Published by Tim McNulty on .

As we wait out jury deliberations in the Jane Orie corruption case -- which are in their third day now -- we're reminded of Brian O'Neill's great column this week on legislative reapportionment in Harrisburg. He goes over how the 2001 lines splintered the district of Ross Democrat Dave Majernik into six parts after he butted heads with caucus leaders, and how that leadership is back in the news now:

Yet even by the low standards of a practice that advances representative democracy only as an afterthought or by mistake, the shafting of Rep. Mayernik stands out. So I thought of him Wednesday morning when former Republican House Speaker John Perzel was sentenced to prison for spending $10 million in state money to aid his party's campaigns.

That conviction had no direct connection with the 2001 redistricting, but Mr. Perzel was one of four lawmakers on the reapportionment commission that year. All have gone down in flames since. In addition to Mr. Perzel, there were:

• Rep. Bill DeWeese, D-Waynesburg, convicted on five corruption counts in February (although still running in the Democratic primary).

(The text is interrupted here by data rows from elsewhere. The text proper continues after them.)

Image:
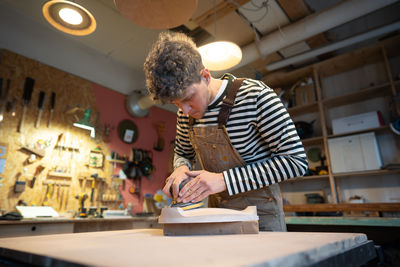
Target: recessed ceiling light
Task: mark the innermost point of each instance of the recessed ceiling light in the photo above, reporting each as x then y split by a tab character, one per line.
69	17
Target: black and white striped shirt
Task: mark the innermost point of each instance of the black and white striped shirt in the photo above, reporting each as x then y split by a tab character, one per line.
260	129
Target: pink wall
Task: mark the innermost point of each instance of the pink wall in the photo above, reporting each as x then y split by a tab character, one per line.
112	108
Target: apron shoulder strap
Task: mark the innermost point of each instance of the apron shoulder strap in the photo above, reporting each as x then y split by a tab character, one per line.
228	102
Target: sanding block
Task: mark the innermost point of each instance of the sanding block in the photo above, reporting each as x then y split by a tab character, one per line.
208	221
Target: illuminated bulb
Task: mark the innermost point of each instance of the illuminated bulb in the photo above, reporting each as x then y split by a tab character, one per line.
220	55
70	16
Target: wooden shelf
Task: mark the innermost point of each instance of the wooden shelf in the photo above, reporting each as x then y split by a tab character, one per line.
362	95
343	207
319	140
298	110
60	174
365	173
116	161
378	129
38	152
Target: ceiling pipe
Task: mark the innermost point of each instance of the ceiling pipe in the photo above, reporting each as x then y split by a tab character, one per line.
309	26
332	47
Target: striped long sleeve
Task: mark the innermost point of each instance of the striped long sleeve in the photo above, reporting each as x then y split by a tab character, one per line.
261	130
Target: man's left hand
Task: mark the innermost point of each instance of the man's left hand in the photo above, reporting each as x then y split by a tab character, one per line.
202	185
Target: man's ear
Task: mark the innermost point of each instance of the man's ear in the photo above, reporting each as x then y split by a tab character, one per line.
205	74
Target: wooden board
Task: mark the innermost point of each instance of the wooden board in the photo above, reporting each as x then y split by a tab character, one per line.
148	247
225	228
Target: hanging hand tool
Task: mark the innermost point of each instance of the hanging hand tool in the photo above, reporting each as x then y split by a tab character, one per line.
42	97
92	192
28	89
39	169
4	102
49	193
52	104
82	210
62	195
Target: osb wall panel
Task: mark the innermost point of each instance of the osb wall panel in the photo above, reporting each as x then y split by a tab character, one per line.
71	91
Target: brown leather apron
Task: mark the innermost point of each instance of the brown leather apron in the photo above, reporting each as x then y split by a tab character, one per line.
216	154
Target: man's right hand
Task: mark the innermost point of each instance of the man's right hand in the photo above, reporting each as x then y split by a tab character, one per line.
174	180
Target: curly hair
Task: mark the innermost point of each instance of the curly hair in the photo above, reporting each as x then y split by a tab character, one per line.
172	65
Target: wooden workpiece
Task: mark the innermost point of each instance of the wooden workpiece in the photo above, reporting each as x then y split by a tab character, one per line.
148	247
210	221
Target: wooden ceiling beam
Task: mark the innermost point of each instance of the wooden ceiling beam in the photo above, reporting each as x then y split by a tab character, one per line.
223	8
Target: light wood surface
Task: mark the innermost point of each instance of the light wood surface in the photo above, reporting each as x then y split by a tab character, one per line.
209	215
148	247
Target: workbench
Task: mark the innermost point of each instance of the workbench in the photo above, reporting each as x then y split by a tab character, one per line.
149	247
49	226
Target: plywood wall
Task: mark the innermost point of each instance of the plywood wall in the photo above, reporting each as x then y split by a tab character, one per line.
71	91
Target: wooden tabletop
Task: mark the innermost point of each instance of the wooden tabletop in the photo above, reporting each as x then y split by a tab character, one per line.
149	247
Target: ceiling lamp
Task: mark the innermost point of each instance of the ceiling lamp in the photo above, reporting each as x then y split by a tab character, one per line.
69	17
220	55
160	14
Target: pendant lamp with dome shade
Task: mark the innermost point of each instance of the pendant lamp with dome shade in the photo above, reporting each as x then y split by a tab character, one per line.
220	55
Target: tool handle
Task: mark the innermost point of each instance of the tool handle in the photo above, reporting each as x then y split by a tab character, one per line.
28	89
53	100
50	118
42	97
33	181
4	102
21	123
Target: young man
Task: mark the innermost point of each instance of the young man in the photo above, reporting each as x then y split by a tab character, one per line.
238	128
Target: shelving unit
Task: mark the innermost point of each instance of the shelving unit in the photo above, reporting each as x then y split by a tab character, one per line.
371	72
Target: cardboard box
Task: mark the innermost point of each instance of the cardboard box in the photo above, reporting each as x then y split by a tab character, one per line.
357	122
357	152
305	95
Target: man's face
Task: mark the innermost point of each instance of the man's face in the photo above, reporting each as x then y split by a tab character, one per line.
195	100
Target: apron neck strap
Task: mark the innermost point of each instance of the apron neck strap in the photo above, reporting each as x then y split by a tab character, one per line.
226	105
228	102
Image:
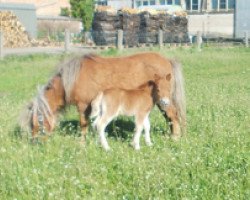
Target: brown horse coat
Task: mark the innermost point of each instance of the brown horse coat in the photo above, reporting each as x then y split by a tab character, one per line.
79	81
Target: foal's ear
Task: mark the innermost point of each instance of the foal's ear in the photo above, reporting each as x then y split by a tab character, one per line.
157	77
168	77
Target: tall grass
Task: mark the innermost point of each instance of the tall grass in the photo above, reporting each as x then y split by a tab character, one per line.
210	162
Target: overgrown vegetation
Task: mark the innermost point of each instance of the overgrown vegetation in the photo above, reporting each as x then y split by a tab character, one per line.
210	162
83	9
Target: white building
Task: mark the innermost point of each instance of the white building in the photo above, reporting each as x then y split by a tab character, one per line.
188	5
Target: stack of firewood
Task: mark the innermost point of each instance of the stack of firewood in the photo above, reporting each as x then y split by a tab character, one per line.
105	24
13	31
138	26
130	24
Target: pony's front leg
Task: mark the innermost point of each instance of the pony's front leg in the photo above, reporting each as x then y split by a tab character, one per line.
84	113
101	125
146	125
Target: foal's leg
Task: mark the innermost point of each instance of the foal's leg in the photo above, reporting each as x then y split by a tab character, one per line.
84	111
101	125
146	125
139	127
171	116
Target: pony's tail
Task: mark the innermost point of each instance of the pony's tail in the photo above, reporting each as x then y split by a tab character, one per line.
24	120
178	94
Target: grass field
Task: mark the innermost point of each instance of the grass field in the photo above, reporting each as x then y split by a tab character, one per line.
211	162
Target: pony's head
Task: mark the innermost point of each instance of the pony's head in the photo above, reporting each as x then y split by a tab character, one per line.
162	90
40	115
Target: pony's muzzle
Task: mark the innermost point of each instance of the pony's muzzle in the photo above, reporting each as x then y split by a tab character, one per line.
164	102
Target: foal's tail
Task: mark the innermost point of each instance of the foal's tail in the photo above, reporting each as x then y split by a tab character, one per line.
178	93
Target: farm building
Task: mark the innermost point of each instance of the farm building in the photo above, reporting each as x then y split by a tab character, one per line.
188	5
43	7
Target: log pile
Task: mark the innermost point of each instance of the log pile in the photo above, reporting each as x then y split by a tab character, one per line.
13	31
149	27
139	26
105	24
130	24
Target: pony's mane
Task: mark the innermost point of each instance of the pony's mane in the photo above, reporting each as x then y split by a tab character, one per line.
68	71
38	105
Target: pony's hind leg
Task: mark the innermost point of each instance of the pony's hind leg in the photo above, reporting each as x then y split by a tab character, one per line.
146	125
171	116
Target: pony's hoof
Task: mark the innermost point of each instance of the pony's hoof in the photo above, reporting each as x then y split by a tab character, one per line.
149	144
83	141
175	137
107	148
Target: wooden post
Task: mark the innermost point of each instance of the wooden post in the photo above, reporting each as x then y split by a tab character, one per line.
199	40
1	45
120	40
67	40
246	39
160	38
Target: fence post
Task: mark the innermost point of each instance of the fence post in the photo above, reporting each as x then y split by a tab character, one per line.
1	45
160	38
199	40
67	40
246	39
120	40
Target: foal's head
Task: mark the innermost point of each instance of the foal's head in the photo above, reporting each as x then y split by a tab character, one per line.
162	90
40	115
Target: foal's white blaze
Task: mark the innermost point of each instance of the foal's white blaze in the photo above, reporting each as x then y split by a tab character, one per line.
164	102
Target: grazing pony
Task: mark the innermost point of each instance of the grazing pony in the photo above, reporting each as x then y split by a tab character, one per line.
79	80
138	103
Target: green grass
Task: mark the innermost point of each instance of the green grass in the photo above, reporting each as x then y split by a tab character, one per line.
211	162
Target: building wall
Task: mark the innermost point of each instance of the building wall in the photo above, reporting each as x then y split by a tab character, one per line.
44	7
242	18
219	24
118	4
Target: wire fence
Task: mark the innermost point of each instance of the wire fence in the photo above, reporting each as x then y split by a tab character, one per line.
124	39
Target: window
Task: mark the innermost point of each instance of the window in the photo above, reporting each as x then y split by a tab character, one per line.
162	2
152	2
169	2
102	2
138	3
195	5
145	3
177	2
231	4
188	4
222	4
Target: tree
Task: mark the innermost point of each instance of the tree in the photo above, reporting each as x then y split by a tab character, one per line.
83	9
65	12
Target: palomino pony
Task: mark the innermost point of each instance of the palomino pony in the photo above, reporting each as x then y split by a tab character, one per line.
138	103
79	80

• Former state Sen. Robert Mellow, D-Lackawanna, charged in federal court last week with misusing staff and resources for political fundraising and campaigning. Mr. Mellow has indicated he will plead guilty.

• Former Senate Majority Leader David Brightbill, R-Lebanon, defeated in the May 2006 primary as voters took revenge for his role in the unconstitutional 2005 pay grab by the Legislature.